While plotting the obtained VPC object with plot the following keyword arguments allow the option to include or exclude various components with true or false respectively:

- `observations`: Scatter plot of the real observations.
- `simquantile_medians`: The median quantile regression of each quantile from the simulations.
- `observed_quantiles`: The quantile regressions for the real observations.
- `ci_bands`: Shaded region between the upper and lower confidence bounds of each quantile from the simulations.

 using Plots
 plot(vpc_fpm)
 plot(vpc_fpm, observations = true)
 plot(vpc_fpmstratwt, observations = true, ci_bands = false)

Full examples:

Let's take a look at a complete example, first we define the model and generate round-trip data.

model = @model begin
  @param begin
    tvcl ∈ RealDomain(lower=0)
    tvv ∈ RealDomain(lower=0)
    pmoncl ∈ RealDomain(lower = -0.99)
    Ω ∈ PDiagDomain(2)
    σ_prop ∈ RealDomain(lower=0)
  end 

  @random begin
    η ~ MvNormal(Ω)
  end 

  @covariates wt isPM 

  @pre begin
    CL = tvcl * (1 + pmoncl*isPM) * (wt/70)^0.75 * exp(η[1])
    Vc    = tvv * (wt/70) * exp(η[2])
  end 

  @dynamics Central1  

  @derived begin
    cp = @. 1000*(Central / Vc)
    dv ~ @. Normal(cp, sqrt(cp^2*σ_prop))
  end
end

ev = DosageRegimen(100, time=0, addl=2, ii=24)
s1 = Subject(id=1, events=ev, covariates=(isPM=1, wt=70))

param = (
    tvcl = 4.0,
    tvv    = 70,
    pmoncl = -0.7,
    Ω = Diagonal([0.09,0.09]),
    σ_prop = 0.04
    )

choose_covariates() = (isPM = rand([1, 0]),
wt = rand(55:80))
pop_with_covariates = Population(map(i -> Subject(id=i, events=ev, covariates=choose_covariates()),1:10))
obs = simobs(model, pop_with_covariates, param, obstimes=0:1:60)
simdf = DataFrame(obs)
simdf[rand(1:length(simdf.dv), 5), :dv] .= missing
data = read_pumas(simdf, time=:time, covariates=[:isPM, :wt])

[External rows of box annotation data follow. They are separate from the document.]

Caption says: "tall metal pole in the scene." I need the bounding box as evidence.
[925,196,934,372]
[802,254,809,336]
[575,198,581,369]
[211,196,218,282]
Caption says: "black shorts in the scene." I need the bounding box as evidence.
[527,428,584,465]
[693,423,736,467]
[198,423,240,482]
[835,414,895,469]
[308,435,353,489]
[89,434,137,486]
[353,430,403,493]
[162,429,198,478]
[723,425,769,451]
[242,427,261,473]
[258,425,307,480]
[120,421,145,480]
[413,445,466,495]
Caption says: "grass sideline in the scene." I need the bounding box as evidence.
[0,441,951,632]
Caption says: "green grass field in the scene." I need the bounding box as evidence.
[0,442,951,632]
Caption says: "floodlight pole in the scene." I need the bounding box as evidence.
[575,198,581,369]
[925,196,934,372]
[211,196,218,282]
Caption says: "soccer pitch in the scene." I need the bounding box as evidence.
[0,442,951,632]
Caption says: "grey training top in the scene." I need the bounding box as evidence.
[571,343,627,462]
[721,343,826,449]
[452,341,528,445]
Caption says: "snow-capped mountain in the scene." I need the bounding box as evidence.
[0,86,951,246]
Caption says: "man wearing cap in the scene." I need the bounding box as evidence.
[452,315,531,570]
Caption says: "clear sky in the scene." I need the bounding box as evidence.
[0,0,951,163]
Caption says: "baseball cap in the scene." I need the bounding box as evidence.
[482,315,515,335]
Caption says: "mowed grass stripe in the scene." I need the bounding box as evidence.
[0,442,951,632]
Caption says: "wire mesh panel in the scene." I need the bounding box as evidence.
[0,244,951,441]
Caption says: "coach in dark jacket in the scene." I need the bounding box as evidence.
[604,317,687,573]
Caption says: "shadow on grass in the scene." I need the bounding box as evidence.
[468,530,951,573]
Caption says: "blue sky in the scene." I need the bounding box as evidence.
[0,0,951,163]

One workflow tip we recommend is to use the ability of doing the quantile calculations only for the observed data for adjusting the bandwidth value (defaults to 2) to get a good fit.

vpc_data = vpc(data)
plot(vpc_data)

vpc_data_stratwt = vpc(data, stratify_by=[:wt], bandwidth = 5)
plot(vpc_data_stratwt)

We see the plot with higher bandwidth better captures the data, so we would use the same bandwidth value for VPC of the fitted model, stratified on wt.

res = fit(model,data,param,Pumas.FOCEI())

vpc_fpm = vpc(res, 100)
plot(vpc_fpm)

vpc_fpm_stratwt = vpc(res, 100, stratify_by=[:wt], bandwidth = 5)
plot(vpc_fpm_stratwt, legend=false)

Let's pass in the time grid with the sim_idvs kwarg to vpc for the simulation time points.

vpc_fpm = vpc(res, 100, sim_idvs = 0.0:5:60.0)
plot(vpc_fpm)

By specifying the plot and the path the VPC plot can be saved to the disk as below:

p = plot(vpc_fpm)
savefig(p, "simidvsvpc.png")

VPCs for discrete or time to event data is already implemented and undergoing internal testing, these should become available in upcoming releases. Additionally, prediction corrected VPCs (pcVPCs) are work in progress and will become available soon.